Il avait passé l'après-midi sur une des tours d'Elament, reposant son organisme fatigué par le vol, tout en s'imprégnant à nouveau des rumeurs de la Cité. Elle lui avait manqué, d'une certaine manière. Différente de la façon dont les grands espaces lui étaent nécessaire - ce n'était pas une soif ardente, un désir inassouvi, mais plutôt la sensation de rentrer où était sa place. Il semblait, obscurément, qu'il s'accordait avec les mille cris de la ville, comme s'il était une pièce d'un immense puzzle. Les voix des élèves se rendant en cours, les cris du marché plus bas, les tintements métalliques des lames de deux Ignis occupés à un duel amical, les cris excités des Nonames dans le parc ... tous distillaient une vague bienvenue, inchangés depuis son départ.

Il avait pris le temps de savourer le soleil qui se couchait, bien quele spectacle soit gâché par une barre de nuages à l'horizon. Même à la cité de magie, les heures du soir n'étaient pas forcément des tableaux de peintres tous les jours ...

Et puis était venu la nuit. Comme chaque jour, alors que les premiers astres allumaient leurs points d'or, la sensation au creux de son ventre se faisait plus forte. A cette heure, généralement, fut-il aussi loin qu'Otulin, ou sur l'île de Sharantyr dans les mers occidentales, il ne pouvait s'empêcher de se lever et de regarder à l'Est. Les Elfes se taisaient alors, échangeant leurs lents sourire comme détenteurs de quelque ancien secret. Devinaient-ils quel appel traversait l'espace, depuis l'autre côté du globe, pour troubler ainsi celui qu'ils avaient nommé Aramë?

Mais ce soir, il était près, tout près. Et jamais l'appel ne fut aussi fort, aussi suave. Il n'était pas dépendant de la volonté de ceux qu'il liait, il n'était pas plus puissant lorsque les pensées conscientes étaient tendues vers l'autre .. non - le Lien avait sa propre existence, se manifestant plus ou moins discrètement selon des lois par nul connues. Pas plus que celui qui reliait subtilement Lén et Tranlthanas, il n'était possible de le définir. Tels étaient les Liens de Vie ... et c'est à cause de lui que l'Ange avait à nouveau décollé, décrivant une large spirale autour de la Tour des Vents. Lorsqu'il se posa au faîte de l'édifice, aucun bruit d'ailes ne se fit entendre - elles ne battaient jamais, se contentant de briller. Mais le vent passait, agitant le bleu manteau de voyage de l'Ange.

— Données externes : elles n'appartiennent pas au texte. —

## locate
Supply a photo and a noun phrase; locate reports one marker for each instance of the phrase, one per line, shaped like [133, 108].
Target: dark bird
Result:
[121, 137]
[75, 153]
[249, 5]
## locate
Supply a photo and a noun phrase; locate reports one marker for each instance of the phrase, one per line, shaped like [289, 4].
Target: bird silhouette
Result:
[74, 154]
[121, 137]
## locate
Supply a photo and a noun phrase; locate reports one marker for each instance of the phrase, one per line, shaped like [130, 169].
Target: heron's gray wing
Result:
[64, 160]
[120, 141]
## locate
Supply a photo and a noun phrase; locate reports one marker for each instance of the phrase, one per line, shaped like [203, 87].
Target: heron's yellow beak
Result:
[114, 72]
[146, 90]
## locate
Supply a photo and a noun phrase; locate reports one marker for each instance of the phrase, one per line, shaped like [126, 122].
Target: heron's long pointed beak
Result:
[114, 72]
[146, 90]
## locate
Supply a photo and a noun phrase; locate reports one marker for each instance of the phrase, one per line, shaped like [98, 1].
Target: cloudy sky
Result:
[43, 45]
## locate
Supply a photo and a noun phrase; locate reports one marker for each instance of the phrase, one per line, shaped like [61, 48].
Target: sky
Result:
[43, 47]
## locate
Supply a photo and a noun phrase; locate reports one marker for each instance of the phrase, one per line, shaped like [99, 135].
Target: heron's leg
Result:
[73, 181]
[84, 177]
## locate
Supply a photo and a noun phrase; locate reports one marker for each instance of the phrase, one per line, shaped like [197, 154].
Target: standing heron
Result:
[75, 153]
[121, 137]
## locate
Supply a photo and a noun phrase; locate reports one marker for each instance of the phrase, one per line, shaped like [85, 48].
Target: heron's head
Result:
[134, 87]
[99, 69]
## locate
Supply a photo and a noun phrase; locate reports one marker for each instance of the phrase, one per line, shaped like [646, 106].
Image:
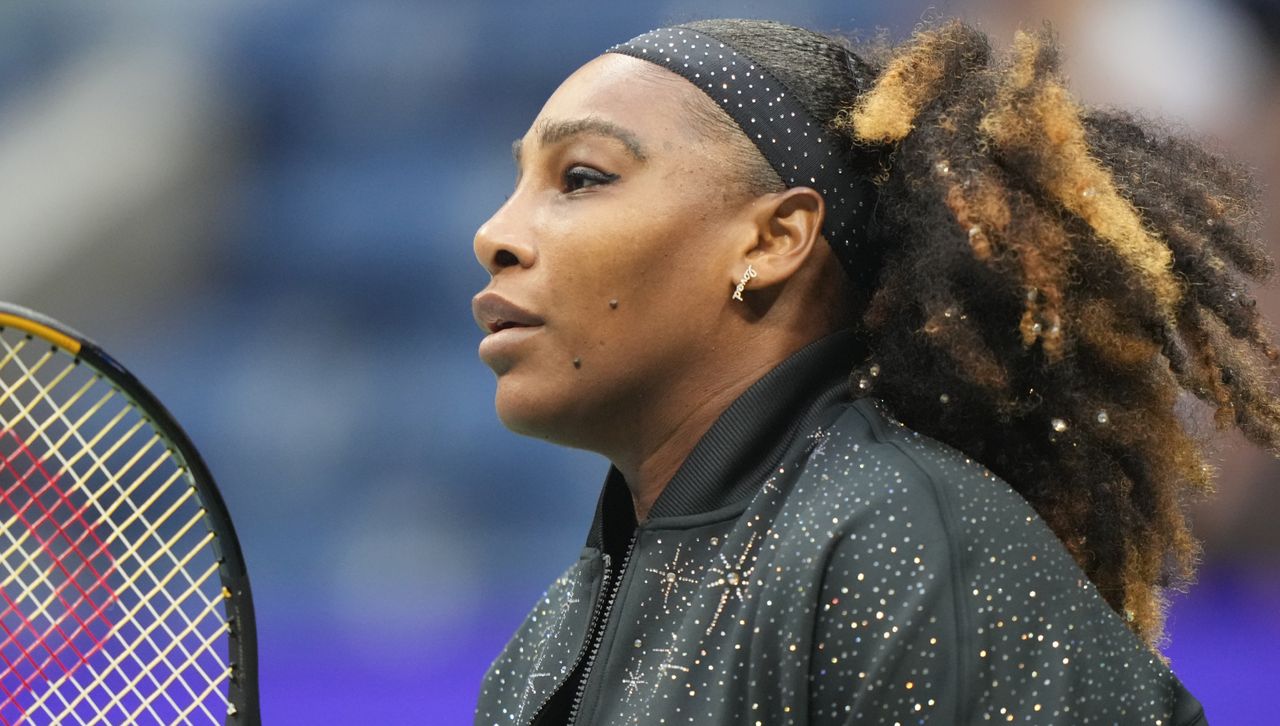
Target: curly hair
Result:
[1087, 272]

Il leva la tête, évaluant les nuages qui courent au-dessus de la Cité. Non, il ne pleuvra pas ce soir. Ni orage, ni pluie, ni brouillard. La nuit ne sera pas semblable à celle qui les a vus seuls ensemble pour la dernière fois, au sommet de cette même tour ... quand la brume les avait isolés au milieu du noir, quand la colère du ciel avait fait écho à celle qui grondait dans leurs coeurs. Aujourd'hui, le ciel est immense et dégagé, un coin de lune levé à l'Est, le bleu du jour s'effilant doucement à l'Ouest. Et le vent qui passe toujours en ces lieux est étrangement calme, le souffle puissant et régulier d'un des grands alizés qui règnent sur le ciel. Dans le dos d'Archael, les deux grandes ailes opalescentes frémissent, comme douées d'une vie secrète. Elles frissonnent, ces fines dentelles de cristal, à la caresse du vent qui les fait résonner - impatientes de s'ouvrir et de gonfler leurs voiles vers cet En-Haut que les attire.

Mais il reste là. Peut-être y a-t-il ici un appel plus puissant encore que celui du ciel. Quelque chose qui l'enchaîne à ce sol dallé, à regarder une silhouette lunaire assise sur le parapet. C'est une vision bien étrange que celle-ci. Vue de dos, l'autre personne présente sur la tour a quelque chose d'irréel. Vue de dos, elle semble une enfant vêtue de blanc, aux longues tresses artistement mêlées. Aussi transparente qu'un flocon posé là, elle est assise, regardant l'espace, sa peau blanche et lisse sur le moellon dur qui cimente la tour. Ce ne peut être qu'une vision... que ferait une enfant ici, en pleine nuit, exposée aux rafales sur la plus haute tour de la Cité? Oui ... et non. Il n'a pas besoin de la voir de face pour savoir que cette personne n'a plus rien de l'enfant. Il le sait depuis la dernière fois où ils se sont rencontrés - non, depuis leur toute première rencontre. La stature n'a pas d'importance. La vie, aveugle gouvernante, préservait certains êtres et en vieillissait d'autres avant l'âge...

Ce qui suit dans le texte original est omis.